The Canon ME20F-SH is a unique camera, using a full-frame, 2.2-megapixel sensor to shoot at up to ISO 4,560,000. Marine biologists recently used the camera to film biofluorescent turtles deep beneath the surface.
Biofluorescent organisms typically absorb blue light, then re-emit it at a lower energy wavelength — normally red, orange, or green. Researchers only recently discovered biofluorescence in a reptile in the wild, seeing it in the Hawksbill, an endangered sea turtle, off the coast of the Solomon Islands. The problem is that these sea turtles absorb blue light from moonlight (already a relatively weak source), which then filters through meters of sea water, diffusing and reflecting it, before finally being partially absorbed and then re-emitted at lower energy wavelengths (green and red) by the turtle.
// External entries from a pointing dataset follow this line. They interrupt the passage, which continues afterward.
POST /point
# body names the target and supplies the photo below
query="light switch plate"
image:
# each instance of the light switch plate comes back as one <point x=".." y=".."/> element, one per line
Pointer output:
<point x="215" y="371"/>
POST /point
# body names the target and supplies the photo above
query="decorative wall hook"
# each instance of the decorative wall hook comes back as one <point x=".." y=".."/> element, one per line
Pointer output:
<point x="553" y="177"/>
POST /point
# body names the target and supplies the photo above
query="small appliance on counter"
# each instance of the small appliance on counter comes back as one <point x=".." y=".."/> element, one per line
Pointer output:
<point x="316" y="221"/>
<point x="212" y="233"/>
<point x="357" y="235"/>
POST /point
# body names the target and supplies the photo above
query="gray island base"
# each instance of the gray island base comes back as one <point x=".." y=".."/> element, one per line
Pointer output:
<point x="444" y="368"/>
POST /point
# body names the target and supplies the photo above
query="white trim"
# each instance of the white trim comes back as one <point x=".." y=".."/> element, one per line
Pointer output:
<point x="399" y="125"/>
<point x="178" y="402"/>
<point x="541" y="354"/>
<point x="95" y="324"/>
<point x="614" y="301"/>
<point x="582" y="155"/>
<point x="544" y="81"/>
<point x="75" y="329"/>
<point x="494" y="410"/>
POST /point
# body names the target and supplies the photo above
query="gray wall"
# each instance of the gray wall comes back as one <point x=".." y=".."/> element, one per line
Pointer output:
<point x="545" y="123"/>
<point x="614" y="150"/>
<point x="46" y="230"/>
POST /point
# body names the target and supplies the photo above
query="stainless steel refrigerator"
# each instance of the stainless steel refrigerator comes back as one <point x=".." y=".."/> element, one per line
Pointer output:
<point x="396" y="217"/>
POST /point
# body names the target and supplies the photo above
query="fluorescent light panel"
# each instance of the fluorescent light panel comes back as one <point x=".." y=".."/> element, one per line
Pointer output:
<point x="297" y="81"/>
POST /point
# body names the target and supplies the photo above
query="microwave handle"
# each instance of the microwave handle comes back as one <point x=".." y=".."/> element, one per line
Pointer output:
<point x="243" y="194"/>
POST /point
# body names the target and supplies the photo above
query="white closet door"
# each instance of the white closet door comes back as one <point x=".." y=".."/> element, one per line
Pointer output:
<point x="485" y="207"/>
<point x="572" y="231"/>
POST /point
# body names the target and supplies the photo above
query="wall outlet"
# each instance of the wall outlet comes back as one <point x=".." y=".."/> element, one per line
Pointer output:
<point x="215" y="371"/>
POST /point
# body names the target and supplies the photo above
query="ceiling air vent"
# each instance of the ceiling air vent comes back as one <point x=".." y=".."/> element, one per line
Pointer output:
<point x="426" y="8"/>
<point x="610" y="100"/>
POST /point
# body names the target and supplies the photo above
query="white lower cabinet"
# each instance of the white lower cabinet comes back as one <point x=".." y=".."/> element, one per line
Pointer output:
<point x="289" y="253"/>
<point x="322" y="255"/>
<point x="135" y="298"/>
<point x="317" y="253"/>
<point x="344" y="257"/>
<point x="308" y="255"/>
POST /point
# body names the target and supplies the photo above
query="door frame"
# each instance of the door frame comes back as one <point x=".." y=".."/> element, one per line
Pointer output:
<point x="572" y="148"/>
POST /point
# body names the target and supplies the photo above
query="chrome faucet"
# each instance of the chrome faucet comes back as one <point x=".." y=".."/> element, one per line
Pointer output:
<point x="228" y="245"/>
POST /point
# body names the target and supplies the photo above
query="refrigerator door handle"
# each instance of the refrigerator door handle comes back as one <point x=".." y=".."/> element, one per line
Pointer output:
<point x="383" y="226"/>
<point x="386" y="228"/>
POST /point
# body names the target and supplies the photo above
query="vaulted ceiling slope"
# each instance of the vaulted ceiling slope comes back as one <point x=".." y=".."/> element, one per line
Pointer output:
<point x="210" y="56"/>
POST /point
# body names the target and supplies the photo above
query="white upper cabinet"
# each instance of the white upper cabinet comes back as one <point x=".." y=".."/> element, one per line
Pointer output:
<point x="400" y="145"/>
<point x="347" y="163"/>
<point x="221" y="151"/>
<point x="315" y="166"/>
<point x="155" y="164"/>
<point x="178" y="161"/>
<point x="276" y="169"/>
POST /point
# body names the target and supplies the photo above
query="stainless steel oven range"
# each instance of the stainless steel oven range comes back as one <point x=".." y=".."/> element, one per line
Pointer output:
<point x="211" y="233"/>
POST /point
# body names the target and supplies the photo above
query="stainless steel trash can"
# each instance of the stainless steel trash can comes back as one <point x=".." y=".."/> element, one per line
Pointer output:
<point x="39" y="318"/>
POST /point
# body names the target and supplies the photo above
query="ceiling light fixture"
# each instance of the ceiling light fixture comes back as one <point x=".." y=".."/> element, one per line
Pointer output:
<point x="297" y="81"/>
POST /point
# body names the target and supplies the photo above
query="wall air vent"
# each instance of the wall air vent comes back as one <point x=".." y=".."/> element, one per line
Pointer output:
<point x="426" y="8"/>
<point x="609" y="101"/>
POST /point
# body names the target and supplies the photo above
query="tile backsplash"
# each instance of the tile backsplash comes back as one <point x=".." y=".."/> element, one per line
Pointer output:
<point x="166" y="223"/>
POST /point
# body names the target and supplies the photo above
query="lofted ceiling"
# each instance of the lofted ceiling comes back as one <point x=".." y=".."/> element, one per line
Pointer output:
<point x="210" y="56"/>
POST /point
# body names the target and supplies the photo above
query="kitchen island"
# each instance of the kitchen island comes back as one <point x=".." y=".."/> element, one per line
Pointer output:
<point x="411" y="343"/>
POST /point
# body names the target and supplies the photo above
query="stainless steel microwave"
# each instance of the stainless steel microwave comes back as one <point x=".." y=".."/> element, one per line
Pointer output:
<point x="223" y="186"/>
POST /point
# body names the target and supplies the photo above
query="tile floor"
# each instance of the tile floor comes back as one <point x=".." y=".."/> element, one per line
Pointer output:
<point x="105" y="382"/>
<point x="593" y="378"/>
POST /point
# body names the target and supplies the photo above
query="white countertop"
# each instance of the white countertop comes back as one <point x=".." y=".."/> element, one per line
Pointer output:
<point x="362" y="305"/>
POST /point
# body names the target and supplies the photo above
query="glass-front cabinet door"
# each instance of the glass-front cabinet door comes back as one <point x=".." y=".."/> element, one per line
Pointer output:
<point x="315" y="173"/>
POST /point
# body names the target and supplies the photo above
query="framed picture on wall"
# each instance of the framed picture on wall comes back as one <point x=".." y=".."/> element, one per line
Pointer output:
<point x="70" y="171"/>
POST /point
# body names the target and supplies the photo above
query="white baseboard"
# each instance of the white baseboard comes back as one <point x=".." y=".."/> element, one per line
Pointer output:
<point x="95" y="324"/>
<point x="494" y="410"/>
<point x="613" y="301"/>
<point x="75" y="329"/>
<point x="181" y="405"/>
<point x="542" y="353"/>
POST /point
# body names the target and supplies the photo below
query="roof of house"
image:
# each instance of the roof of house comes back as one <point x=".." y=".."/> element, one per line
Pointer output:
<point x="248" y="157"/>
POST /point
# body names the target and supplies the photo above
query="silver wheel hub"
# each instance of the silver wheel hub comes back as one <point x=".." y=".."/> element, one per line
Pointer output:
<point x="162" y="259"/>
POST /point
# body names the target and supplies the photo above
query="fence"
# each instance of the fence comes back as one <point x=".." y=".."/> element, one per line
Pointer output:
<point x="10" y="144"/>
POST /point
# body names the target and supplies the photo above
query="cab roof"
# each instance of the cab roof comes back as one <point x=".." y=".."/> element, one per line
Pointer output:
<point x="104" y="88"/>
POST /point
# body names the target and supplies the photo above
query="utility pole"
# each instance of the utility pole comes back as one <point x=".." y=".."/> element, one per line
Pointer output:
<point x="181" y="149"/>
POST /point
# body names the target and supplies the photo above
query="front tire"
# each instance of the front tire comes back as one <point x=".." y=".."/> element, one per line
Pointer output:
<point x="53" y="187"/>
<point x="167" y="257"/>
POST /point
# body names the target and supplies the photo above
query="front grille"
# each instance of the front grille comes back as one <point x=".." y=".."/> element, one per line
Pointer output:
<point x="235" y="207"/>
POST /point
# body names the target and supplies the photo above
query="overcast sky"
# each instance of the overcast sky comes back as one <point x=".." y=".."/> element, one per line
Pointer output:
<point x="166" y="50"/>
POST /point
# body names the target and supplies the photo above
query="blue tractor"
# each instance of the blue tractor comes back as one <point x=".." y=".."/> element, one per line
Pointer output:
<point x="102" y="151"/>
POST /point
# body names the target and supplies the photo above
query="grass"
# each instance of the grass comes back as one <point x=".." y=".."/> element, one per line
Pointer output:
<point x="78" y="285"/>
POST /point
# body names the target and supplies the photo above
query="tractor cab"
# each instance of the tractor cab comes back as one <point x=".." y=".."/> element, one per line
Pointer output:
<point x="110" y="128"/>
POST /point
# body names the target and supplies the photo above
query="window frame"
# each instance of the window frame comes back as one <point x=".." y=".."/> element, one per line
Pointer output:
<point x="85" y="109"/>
This results in very weak light, making filming the phenomenon exceedingly difficult. As such, Researcher David Gruber teamed up with Canon, using the ME20F-SH to film the creatures in an environment "beyond human perception." Cinematographer Andy Casagrande said it was so dark that he had to look into the camera to see in front of him, also noting:
It's the perfect marriage of cinema and science, and when you pair those two together, the opportunities are endless. You can inspire the world to care about the planet.
It's very cool to see how camera technology is illuminating new pathways in science.